Scalable Cluster in the Cloud¶
Welcome to Scalable Cluster in the Cloud documentation. This project is an extension to Cluster in the Cloud found at: https://cluster-in-the-cloud.readthedocs.io/en/latest/index.html
Intro to Cluster in the Cloud¶
The University of Bristol Advanced Computing Research Centre has developed an open-source project, called Cluster in the Cloud, for the creation and management of computing clusters hosted in the cloud. It is currently the only such project that supports hosting on the Oracle Cloud. This implementation allows building a homogeneous clusters of a predefined size. The cluster is self-managed, stopping idle nodes and starting them again if they are needed. This management system is intended to allow using the system on a pay as you use basis. However, while most VM and Bare Metal instances are not being charged while stopped, DenseIO nodes are.
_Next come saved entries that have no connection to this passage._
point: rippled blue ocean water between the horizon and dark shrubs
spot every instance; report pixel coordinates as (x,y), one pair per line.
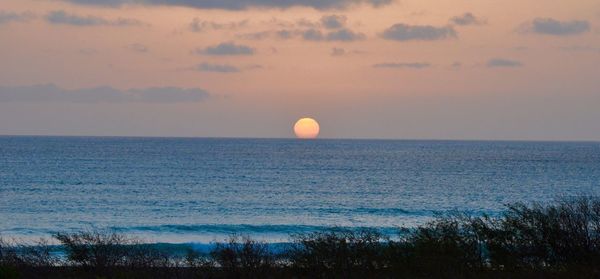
(199,190)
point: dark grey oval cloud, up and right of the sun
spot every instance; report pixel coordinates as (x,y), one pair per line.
(405,32)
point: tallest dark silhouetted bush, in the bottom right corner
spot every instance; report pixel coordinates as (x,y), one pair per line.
(557,236)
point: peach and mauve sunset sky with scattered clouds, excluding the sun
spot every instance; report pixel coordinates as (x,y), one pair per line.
(397,69)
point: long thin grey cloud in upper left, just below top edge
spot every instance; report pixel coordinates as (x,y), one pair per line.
(62,17)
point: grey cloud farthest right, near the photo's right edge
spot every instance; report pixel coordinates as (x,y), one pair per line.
(549,26)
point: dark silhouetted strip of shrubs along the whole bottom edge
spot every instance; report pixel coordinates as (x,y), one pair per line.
(558,240)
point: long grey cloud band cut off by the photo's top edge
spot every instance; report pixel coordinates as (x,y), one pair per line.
(238,4)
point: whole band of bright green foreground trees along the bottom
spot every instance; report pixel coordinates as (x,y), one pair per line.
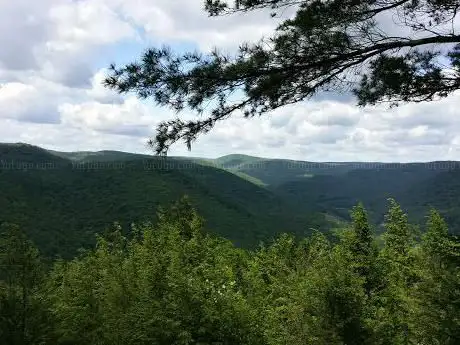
(173,283)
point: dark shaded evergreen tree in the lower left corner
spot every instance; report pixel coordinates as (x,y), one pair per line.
(23,317)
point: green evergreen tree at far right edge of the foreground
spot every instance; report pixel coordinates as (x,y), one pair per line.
(437,296)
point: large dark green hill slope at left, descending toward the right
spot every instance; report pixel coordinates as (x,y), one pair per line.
(61,206)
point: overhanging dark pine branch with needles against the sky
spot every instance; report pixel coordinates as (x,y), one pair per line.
(381,51)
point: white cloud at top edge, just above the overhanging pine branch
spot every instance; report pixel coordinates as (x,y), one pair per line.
(166,20)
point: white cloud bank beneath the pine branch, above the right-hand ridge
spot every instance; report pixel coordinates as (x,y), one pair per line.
(373,134)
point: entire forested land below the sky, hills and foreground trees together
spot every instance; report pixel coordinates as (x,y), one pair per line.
(261,251)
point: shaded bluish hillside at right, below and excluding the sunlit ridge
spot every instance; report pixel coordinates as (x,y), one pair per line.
(416,186)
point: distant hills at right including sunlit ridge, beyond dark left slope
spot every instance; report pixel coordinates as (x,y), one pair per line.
(334,188)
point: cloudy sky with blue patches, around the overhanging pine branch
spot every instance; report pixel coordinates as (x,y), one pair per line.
(53,57)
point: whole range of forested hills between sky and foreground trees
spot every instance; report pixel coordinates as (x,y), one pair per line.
(62,198)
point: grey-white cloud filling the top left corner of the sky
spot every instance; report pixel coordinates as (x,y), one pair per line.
(56,39)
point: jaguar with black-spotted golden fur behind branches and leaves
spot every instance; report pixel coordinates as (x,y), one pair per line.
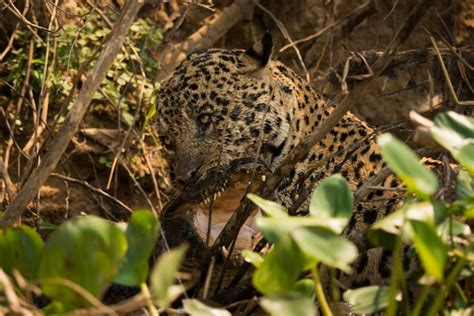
(220,107)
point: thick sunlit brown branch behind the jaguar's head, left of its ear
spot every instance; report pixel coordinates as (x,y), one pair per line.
(204,37)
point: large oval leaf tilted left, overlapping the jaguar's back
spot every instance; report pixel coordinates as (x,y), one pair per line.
(407,166)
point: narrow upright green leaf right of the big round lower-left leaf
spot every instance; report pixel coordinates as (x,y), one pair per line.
(142,234)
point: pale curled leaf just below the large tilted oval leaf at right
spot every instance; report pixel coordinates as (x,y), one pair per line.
(385,231)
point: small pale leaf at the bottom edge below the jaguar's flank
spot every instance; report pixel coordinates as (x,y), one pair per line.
(367,300)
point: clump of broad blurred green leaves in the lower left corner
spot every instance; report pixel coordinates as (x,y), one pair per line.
(84,255)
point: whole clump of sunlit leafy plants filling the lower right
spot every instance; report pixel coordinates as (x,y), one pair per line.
(435,229)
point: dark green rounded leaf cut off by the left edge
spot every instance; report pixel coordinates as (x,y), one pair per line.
(20,248)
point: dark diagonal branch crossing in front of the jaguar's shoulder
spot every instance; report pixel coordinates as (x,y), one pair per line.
(245,208)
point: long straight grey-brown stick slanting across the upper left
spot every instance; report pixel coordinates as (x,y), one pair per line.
(74,118)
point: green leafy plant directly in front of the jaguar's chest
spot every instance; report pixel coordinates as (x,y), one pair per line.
(300,245)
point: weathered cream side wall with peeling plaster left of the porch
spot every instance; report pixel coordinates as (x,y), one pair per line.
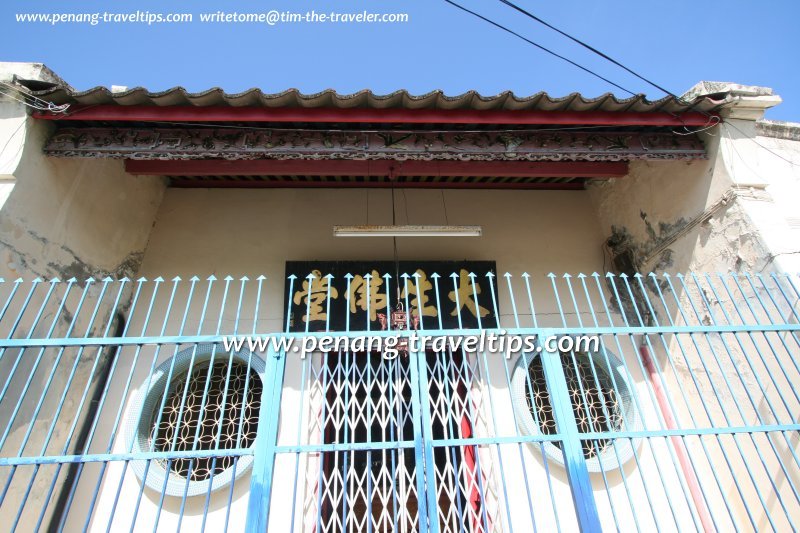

Furthermore, the storage associated with the compute nodes is still being charged even if the nodes are stopped.
Motivation: Why Scalable Cluster in the cloud?¶
This guide shows how Cluster in the Cloud can be extended to create an infinitely scalable heterogenous compute cluster, that is not of a predefined size, but can automatically grow or shrink in size depending on system load.
In appearance, the system looks like a large heterogeneous compute cluster with multiple execute queues:
[codrin@mgmt ~]$ sinfo
PARTITION AVAIL TIMELIMIT NODES STATE NODELIST
compute up infinite 20 idle compute[001-020]
highmem up infinite 3 idle highmem[001-003]
highcpu* up infinite 3 idle highcpu[001-003]
Behind the scenes, Oracle compute instances are created and destroyed on-they-fly depending on cluster utilization. By dynamically creating and destroying instances, this process avoids paying for unused resources. Furthermore, compared to the existing approach, this implementation does not need to spin-up the whole cluster to present a close-to-infinite capacity. For submitting the following job:
[codrin@mgmt ~]$ sbatch mpisubmit
No compute nodes are available, so the management node will schedule the job and create two instances.